Lunar swirls called Reiner Gamma photographed from the Lunar Reconnaissance Orbiter by its Narrow Angle Camera. (NASA/GSFC/ASU)

Lunar swirls, beautiful features of the moon that are found on no other body in the solar system, may be caused by the interaction some 3 billion years ago between erupting lava and the moon’s strong magnetic field.

The new theory of how these swirls formed, which gives clues about the moon’s thermal and magnetic history, comes from a collaboration between Douglas Hemingway, a Miller postdoctoral fellow at UC Berkeley, and Sonia Tikoo, a professor of planetary science at Rutgers University in New Brunswick, New Jersey. Their results were published this week in the Journal of Geophysical Research .

The swirls, a popular telescope target of amateur astronomers, are bright, cloud-like patches that snake across portions of the moon’s surface. The most famous, called Reiner Gamma, is about 40 miles long.

Lunar swirls are located in areas with powerful, localized magnetic fields, as discovered by moon-orbiting satellites like Lunar Prospector, which carried sensitive magnetometers to chart the surface magnetic fields remaining today.
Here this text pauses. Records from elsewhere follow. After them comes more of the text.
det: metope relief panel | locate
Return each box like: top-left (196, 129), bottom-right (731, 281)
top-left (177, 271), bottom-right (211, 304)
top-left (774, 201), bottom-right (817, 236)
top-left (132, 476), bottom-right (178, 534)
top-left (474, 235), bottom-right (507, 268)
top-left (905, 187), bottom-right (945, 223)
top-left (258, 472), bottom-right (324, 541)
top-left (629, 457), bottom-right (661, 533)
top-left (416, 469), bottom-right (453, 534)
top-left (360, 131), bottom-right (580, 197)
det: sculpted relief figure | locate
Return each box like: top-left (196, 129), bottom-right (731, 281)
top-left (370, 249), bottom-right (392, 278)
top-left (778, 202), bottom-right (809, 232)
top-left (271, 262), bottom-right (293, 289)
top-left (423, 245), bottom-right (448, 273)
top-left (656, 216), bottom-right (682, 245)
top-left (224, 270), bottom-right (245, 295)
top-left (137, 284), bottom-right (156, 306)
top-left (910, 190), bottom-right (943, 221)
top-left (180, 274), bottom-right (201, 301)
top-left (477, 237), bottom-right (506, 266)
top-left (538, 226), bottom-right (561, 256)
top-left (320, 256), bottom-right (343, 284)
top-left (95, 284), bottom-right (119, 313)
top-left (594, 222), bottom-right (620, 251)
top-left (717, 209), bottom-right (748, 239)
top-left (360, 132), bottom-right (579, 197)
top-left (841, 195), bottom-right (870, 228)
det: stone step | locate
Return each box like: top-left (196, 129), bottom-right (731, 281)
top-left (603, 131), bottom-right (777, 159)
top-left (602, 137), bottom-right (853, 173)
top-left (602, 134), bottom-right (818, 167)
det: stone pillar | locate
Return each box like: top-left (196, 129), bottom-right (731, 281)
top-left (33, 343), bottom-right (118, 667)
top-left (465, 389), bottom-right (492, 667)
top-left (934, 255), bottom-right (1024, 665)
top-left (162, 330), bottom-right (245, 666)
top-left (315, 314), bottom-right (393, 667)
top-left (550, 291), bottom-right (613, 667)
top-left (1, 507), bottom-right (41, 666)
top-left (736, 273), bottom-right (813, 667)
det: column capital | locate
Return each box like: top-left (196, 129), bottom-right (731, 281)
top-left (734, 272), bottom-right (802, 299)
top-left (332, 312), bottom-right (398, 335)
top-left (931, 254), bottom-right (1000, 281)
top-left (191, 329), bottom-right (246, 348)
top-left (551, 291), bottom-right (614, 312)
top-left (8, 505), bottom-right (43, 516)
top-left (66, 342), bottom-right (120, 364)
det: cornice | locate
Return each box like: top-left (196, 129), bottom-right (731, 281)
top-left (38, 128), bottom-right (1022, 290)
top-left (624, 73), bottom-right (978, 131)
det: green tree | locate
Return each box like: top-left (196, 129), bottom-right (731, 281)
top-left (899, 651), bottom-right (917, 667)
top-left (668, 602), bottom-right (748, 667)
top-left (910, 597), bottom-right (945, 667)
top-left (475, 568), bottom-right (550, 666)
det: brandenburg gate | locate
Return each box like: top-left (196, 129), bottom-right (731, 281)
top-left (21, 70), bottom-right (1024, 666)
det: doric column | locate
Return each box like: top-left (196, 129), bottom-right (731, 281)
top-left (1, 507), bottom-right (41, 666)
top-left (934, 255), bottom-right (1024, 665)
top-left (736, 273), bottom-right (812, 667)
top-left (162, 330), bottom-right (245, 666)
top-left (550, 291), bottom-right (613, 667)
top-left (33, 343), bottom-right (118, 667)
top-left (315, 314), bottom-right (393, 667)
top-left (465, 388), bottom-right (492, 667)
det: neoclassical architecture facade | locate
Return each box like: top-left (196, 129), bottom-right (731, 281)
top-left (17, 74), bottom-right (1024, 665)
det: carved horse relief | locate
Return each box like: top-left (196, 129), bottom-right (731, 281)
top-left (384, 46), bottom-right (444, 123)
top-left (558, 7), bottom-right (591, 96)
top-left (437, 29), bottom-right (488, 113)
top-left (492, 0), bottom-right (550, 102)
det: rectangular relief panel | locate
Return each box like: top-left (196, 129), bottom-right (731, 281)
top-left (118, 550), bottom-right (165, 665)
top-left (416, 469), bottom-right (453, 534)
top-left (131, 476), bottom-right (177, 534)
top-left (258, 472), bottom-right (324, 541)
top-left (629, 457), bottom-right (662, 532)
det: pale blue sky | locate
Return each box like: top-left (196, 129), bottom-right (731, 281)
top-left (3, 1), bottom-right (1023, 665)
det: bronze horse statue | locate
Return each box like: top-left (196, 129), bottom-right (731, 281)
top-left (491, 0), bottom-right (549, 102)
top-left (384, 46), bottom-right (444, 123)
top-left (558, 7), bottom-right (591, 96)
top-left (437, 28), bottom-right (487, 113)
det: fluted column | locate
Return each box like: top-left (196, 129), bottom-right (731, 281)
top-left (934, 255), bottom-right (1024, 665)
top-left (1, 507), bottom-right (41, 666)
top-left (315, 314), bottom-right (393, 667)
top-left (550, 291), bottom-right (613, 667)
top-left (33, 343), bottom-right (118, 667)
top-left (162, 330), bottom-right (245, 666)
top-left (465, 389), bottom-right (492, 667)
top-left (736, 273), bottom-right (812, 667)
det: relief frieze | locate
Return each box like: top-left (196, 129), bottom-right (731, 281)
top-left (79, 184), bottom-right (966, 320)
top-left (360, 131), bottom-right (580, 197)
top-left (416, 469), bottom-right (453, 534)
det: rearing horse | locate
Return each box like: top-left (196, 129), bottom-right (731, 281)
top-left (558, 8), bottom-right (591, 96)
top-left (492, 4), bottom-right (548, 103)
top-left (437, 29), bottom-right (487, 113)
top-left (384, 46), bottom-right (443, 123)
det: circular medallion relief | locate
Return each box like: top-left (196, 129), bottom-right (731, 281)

This association suggests that the bright-and-dark patterns may result when those strong magnetic fields deflect particles from the solar wind and cause some parts of the lunar surface to weather more slowly than others.
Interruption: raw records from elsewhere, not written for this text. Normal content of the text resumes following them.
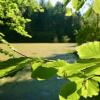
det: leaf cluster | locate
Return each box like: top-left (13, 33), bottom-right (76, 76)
top-left (65, 0), bottom-right (100, 16)
top-left (0, 0), bottom-right (31, 37)
top-left (31, 41), bottom-right (100, 100)
top-left (0, 41), bottom-right (100, 99)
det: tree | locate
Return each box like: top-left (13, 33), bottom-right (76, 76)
top-left (0, 0), bottom-right (44, 42)
top-left (64, 0), bottom-right (100, 43)
top-left (76, 11), bottom-right (100, 44)
top-left (65, 0), bottom-right (100, 16)
top-left (0, 0), bottom-right (31, 38)
top-left (0, 0), bottom-right (42, 38)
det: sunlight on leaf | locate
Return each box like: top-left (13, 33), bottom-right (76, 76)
top-left (65, 8), bottom-right (72, 16)
top-left (93, 0), bottom-right (100, 14)
top-left (81, 79), bottom-right (99, 98)
top-left (0, 57), bottom-right (31, 78)
top-left (76, 41), bottom-right (100, 59)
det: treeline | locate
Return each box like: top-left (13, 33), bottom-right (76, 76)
top-left (1, 0), bottom-right (99, 43)
top-left (2, 1), bottom-right (80, 43)
top-left (27, 2), bottom-right (80, 43)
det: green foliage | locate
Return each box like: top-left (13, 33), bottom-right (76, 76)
top-left (0, 57), bottom-right (32, 78)
top-left (65, 8), bottom-right (72, 16)
top-left (76, 12), bottom-right (100, 44)
top-left (0, 0), bottom-right (31, 38)
top-left (71, 0), bottom-right (84, 10)
top-left (26, 2), bottom-right (78, 43)
top-left (0, 41), bottom-right (100, 99)
top-left (65, 0), bottom-right (100, 16)
top-left (0, 32), bottom-right (14, 57)
top-left (15, 0), bottom-right (44, 16)
top-left (77, 41), bottom-right (100, 59)
top-left (0, 48), bottom-right (14, 57)
top-left (31, 41), bottom-right (100, 100)
top-left (59, 81), bottom-right (80, 100)
top-left (93, 0), bottom-right (100, 14)
top-left (0, 0), bottom-right (44, 58)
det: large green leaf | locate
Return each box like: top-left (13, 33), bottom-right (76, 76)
top-left (32, 66), bottom-right (57, 80)
top-left (93, 0), bottom-right (100, 14)
top-left (81, 79), bottom-right (99, 98)
top-left (76, 41), bottom-right (100, 59)
top-left (57, 59), bottom-right (99, 77)
top-left (84, 64), bottom-right (100, 76)
top-left (31, 60), bottom-right (68, 79)
top-left (59, 81), bottom-right (80, 100)
top-left (0, 57), bottom-right (31, 78)
top-left (92, 76), bottom-right (100, 83)
top-left (31, 61), bottom-right (57, 80)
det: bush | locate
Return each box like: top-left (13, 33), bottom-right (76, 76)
top-left (76, 12), bottom-right (100, 44)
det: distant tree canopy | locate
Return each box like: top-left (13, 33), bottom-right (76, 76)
top-left (1, 0), bottom-right (99, 43)
top-left (24, 1), bottom-right (81, 43)
top-left (76, 10), bottom-right (100, 44)
top-left (64, 0), bottom-right (100, 44)
top-left (0, 0), bottom-right (80, 43)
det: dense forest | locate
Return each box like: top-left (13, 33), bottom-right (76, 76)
top-left (0, 0), bottom-right (100, 43)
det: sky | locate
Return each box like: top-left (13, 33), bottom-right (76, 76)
top-left (50, 0), bottom-right (63, 6)
top-left (37, 0), bottom-right (63, 6)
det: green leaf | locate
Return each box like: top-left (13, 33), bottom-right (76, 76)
top-left (59, 81), bottom-right (80, 100)
top-left (66, 92), bottom-right (80, 100)
top-left (81, 79), bottom-right (99, 98)
top-left (31, 60), bottom-right (68, 79)
top-left (84, 64), bottom-right (100, 76)
top-left (31, 61), bottom-right (58, 80)
top-left (71, 0), bottom-right (78, 9)
top-left (43, 60), bottom-right (67, 68)
top-left (71, 0), bottom-right (84, 10)
top-left (93, 0), bottom-right (100, 14)
top-left (68, 75), bottom-right (84, 87)
top-left (92, 76), bottom-right (100, 83)
top-left (0, 57), bottom-right (31, 78)
top-left (58, 61), bottom-right (96, 77)
top-left (32, 66), bottom-right (57, 80)
top-left (32, 62), bottom-right (42, 71)
top-left (65, 8), bottom-right (72, 16)
top-left (76, 41), bottom-right (100, 59)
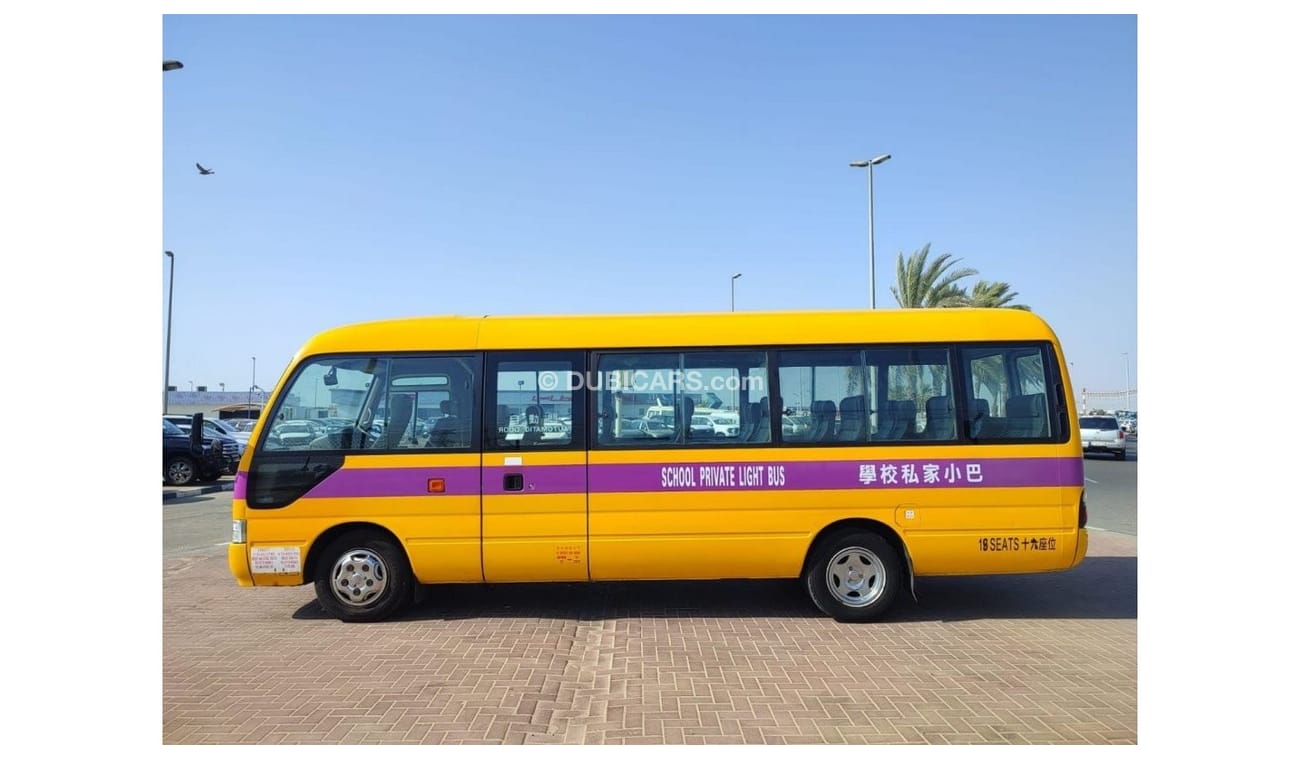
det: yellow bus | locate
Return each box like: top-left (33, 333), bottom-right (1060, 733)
top-left (229, 308), bottom-right (1088, 623)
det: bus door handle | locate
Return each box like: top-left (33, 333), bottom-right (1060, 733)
top-left (503, 473), bottom-right (524, 492)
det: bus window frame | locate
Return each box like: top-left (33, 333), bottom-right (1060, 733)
top-left (588, 348), bottom-right (776, 450)
top-left (483, 350), bottom-right (588, 453)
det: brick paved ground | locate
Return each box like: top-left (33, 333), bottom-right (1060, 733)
top-left (163, 530), bottom-right (1136, 744)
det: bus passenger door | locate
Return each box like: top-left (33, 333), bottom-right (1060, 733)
top-left (481, 352), bottom-right (589, 582)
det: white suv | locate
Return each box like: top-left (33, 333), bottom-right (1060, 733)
top-left (1078, 415), bottom-right (1127, 460)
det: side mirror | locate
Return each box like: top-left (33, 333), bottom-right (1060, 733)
top-left (323, 366), bottom-right (338, 386)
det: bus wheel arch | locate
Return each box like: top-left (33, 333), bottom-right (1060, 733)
top-left (801, 519), bottom-right (913, 622)
top-left (309, 523), bottom-right (414, 623)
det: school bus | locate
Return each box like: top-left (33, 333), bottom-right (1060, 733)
top-left (229, 308), bottom-right (1088, 622)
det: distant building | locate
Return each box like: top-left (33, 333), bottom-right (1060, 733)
top-left (164, 391), bottom-right (266, 420)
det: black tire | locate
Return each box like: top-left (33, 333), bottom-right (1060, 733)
top-left (1114, 449), bottom-right (1126, 460)
top-left (803, 529), bottom-right (902, 623)
top-left (165, 456), bottom-right (197, 486)
top-left (314, 531), bottom-right (413, 622)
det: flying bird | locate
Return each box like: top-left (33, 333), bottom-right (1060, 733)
top-left (196, 163), bottom-right (215, 175)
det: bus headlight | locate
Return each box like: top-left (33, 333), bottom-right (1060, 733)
top-left (232, 519), bottom-right (246, 544)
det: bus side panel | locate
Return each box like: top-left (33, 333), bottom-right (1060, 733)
top-left (897, 486), bottom-right (1078, 575)
top-left (239, 454), bottom-right (483, 586)
top-left (893, 448), bottom-right (1084, 575)
top-left (481, 452), bottom-right (589, 583)
top-left (587, 448), bottom-right (1084, 581)
top-left (588, 450), bottom-right (821, 581)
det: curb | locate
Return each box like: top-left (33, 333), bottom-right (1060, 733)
top-left (163, 481), bottom-right (235, 502)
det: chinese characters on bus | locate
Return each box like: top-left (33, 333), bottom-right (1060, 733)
top-left (858, 462), bottom-right (983, 486)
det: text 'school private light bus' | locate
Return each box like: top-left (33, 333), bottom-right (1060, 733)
top-left (228, 309), bottom-right (1088, 623)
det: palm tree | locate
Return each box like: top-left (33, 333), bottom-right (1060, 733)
top-left (891, 244), bottom-right (977, 308)
top-left (965, 280), bottom-right (1031, 310)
Reiner Gamma has bright lobes

A Wide Field Camera view of Reiner Gamma, also taken from the Lunar Reconnaissance Orbiter, shows alternating bands of bright lobes and dark lanes that vary from 1 to 5 kilometers in scale. (NASA image)

Hemingway and Tikoo worked with what is known about the intricate geometry of lunar swirls and the strengths of associated magnetic fields, and developed mathematical models for what underground geologic structures might be generating the magnetic fields.

The models told them that each swirl must stand above a magnetic object that is narrow and buried close to the moon’s surface. This picture is consistent with lava tubes – long, narrow structures formed by flowing lava during volcanic eruptions – or with lava dikes, which are vertical sheets of magma injected into the crust.

“The magnetic sources must be narrow and shallow, suggesting something like dikes or lava tubes, and much more strongly magnetized than any rocks in the Apollo sample record,” Hemingway said. “This suggests that in the past there was some process that enhanced the magnetism of the lava, which we argue could have occurred from prolonged heating in the presence of an ancient ambient magnetic field.”

A key insight of the work is that moon rocks can become highly magnetic when heated more than 600 degrees Celsius in an oxygen-free environment, something that doesn’t happen on the oxygen-filled Earth.

Recent research by Tikoo showed that the moon’s magnetic field persisted much longer than people thought after its birth 4.5 billion years ago, overlapping with a period of major volcanic activity about 3 billion years ago. Thus, the moon’s own planetwide magnetic field, long since disappeared, would have been strong enough to magnetize the solidifying lava, leaving behind underground “magnets” that created the swirls.

“No one had thought about this reaction in terms of explaining these unusually strong magnetic features on the moon,” Tikoo said. “This was the final piece in the puzzle of understanding the magnetism that underlies these lunar swirls.”